Let’s load the library and try some examples.
require 'red_amber' # require 'red-amber' is also OK.
include RedAmber
Example: diamonds dataset
First do (if you do not installed) gem install red-datasets-arrow then
require 'datasets-arrow' # to load sample data
dataset = Datasets::Diamonds.new
diamonds = DataFrame.new(dataset) # from v0.2.2, should be `dataset.to_arrow` if older.
# =>
#<RedAmber::DataFrame : 53940 x 10 Vectors, 0x000000000000f668>
carat cut color clarity depth table price x ... z
<double> <string> <string> <string> <double> <double> <uint16> <double> ... <double>
0 0.23 Ideal E SI2 61.5 55.0 326 3.95 ... 2.43
1 0.21 Premium E SI1 59.8 61.0 326 3.89 ... 2.31
2 0.23 Good E VS1 56.9 65.0 327 4.05 ... 2.31
3 0.29 Premium I VS2 62.4 58.0 334 4.2 ... 2.63
4 0.31 Good J SI2 63.3 58.0 335 4.34 ... 2.75
: : : : : : : : : ... :
53937 0.7 Very Good D SI1 62.8 60.0 2757 5.66 ... 3.56
53938 0.86 Premium H SI2 61.0 58.0 2757 6.15 ... 3.74
53939 0.75 Ideal D SI2 62.2 55.0 2757 5.83 ... 3.64
For example, we can compute mean prices per cut for the data larger than 1 carat.
df = diamonds
.slice { carat > 1 }
.group(:cut)
.mean(:price) # `pick` prior to `group` is not required if `:price` is specified here.
.sort('-mean(price)')
# =>
#<RedAmber::DataFrame : 5 x 2 Vectors, 0x000000000000f67c>
cut mean(price)
<string> <double>
0 Ideal 8674.23
1 Premium 8487.25
2 Very Good 8340.55
3 Good 7753.6
4 Fair 7177.86
Arrow data is immutable, so these methods always return new objects. Next example will rename a column and create a new column by simple calcuration.

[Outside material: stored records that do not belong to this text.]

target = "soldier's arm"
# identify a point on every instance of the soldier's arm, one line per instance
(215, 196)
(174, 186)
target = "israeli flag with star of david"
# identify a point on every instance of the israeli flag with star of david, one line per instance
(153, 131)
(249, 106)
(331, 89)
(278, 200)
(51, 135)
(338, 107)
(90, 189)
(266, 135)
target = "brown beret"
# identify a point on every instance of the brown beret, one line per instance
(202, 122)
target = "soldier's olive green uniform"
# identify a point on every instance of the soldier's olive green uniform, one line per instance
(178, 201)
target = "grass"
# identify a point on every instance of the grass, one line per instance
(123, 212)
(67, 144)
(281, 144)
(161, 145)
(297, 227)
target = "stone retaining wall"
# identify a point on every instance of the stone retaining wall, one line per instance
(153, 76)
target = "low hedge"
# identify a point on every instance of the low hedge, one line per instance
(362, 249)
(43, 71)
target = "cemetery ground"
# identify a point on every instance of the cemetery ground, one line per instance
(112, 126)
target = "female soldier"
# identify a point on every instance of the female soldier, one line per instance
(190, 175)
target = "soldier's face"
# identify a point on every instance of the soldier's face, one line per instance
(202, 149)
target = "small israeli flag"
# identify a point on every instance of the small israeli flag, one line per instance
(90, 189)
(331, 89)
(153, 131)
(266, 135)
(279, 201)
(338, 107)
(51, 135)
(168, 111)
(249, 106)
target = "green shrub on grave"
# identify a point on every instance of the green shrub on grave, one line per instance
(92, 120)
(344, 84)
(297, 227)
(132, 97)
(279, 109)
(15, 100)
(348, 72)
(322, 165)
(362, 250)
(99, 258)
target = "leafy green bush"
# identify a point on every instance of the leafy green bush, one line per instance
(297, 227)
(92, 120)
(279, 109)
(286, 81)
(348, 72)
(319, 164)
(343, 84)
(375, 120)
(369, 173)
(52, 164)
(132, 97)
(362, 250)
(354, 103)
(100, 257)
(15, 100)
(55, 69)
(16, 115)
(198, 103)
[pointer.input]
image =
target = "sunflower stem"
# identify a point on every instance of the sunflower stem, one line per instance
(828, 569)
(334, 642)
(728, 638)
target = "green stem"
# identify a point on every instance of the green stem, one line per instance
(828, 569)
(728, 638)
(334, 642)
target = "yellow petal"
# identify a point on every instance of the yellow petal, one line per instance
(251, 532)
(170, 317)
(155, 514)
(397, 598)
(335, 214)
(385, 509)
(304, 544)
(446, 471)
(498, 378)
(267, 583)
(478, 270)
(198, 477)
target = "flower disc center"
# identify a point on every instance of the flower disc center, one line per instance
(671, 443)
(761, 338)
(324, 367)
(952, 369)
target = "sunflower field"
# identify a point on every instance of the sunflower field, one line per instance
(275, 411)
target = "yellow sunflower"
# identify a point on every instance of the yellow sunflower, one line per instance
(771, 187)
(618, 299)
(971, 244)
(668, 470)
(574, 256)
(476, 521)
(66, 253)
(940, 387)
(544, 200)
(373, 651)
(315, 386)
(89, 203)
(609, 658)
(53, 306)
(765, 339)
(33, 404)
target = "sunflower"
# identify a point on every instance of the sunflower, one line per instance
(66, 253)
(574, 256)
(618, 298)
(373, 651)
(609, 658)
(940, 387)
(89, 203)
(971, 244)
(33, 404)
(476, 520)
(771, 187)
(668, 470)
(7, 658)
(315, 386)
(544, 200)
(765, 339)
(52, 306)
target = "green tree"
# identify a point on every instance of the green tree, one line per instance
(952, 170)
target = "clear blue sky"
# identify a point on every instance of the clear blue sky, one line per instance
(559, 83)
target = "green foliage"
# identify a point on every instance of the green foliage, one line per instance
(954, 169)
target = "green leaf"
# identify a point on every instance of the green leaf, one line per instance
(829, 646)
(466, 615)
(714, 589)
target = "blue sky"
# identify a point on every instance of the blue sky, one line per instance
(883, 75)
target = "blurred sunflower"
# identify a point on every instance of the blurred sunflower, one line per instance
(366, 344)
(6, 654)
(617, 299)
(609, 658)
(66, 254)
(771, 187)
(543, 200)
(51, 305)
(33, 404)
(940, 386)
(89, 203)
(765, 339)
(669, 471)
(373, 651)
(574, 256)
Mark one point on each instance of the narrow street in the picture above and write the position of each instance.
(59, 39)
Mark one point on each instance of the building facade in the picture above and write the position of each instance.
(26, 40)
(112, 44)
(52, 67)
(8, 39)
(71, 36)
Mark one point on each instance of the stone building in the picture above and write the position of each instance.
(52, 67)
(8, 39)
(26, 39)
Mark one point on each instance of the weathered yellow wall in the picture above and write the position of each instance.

usdjpy = 110.0 # when the yen was stronger
df.rename('mean(price)': :mean_price_USD)
.assign(:mean_price_JPY) { mean_price_USD * usdjpy }
# =>
#<RedAmber::DataFrame : 5 x 3 Vectors, 0x000000000000f71c>
cut mean_price_USD mean_price_JPY
<string> <double> <double>
0 Ideal 8674.23 954164.93
1 Premium 8487.25 933597.34
2 Very Good 8340.55 917460.37
3 Good 7753.6 852896.11
4 Fair 7177.86 789564.12
Example: starwars dataset
Next example is starwars dataset reading from the downloaded CSV file. Followed by minimum data cleansing.
uri = URI('https://vincentarelbundock.github.io/Rdatasets/csv/dplyr/starwars.csv')
starwars = DataFrame.load(uri)
starwars
.drop(0) # delete unnecessary index column
.remove { species == "NA" } # delete unnecessary rows
.group(:species) { [count(:species), mean(:height, :mass)] }
.slice { count > 1 }
# =>
#<RedAmber::DataFrame : 8 x 4 Vectors, 0x000000000000f848>
species count mean(height) mean(mass)
<string> <int64> <double> <double>
0 Human 35 176.65 82.78
1 Droid 6 131.2 69.75
2 Wookiee 2 231.0 124.0
3 Gungan 3 208.67 74.0
4 Zabrak 2 173.0 80.0
5 Twi'lek 2 179.0 55.0
6 Mirialan 2 168.0 53.1
7 Kaminoan 2 221.0 88.0
See DataFrame.md for other examples and details.
Vector for 1D data object in column
Class RedAmber::Vector represents a series of data in the DataFrame.
See Vector.md for details.
Jupyter notebook
89 Examples of Red Amber (raw file) shows more examples in jupyter notebook.
You can try this notebook on Binder.
Development
git clone https://github.com/heronshoes/red_amber.git
cd red_amber
bundle install
bundle exec rake test
Community
I will appreciate if you could help to improve this project. Here are a few ways you can help:
-
Let’s talk in the discussions.
-
Browse Q and A, how to use, tips, etc.
-
Ask questions you’re wondering about.
-
Share ideas. The idea may be promoted to issues or pull requests.
-
Fix bugs and submit pull requests
-
Write, clarify, or fix documentation
License
The gem is available as open source under the terms of the MIT License.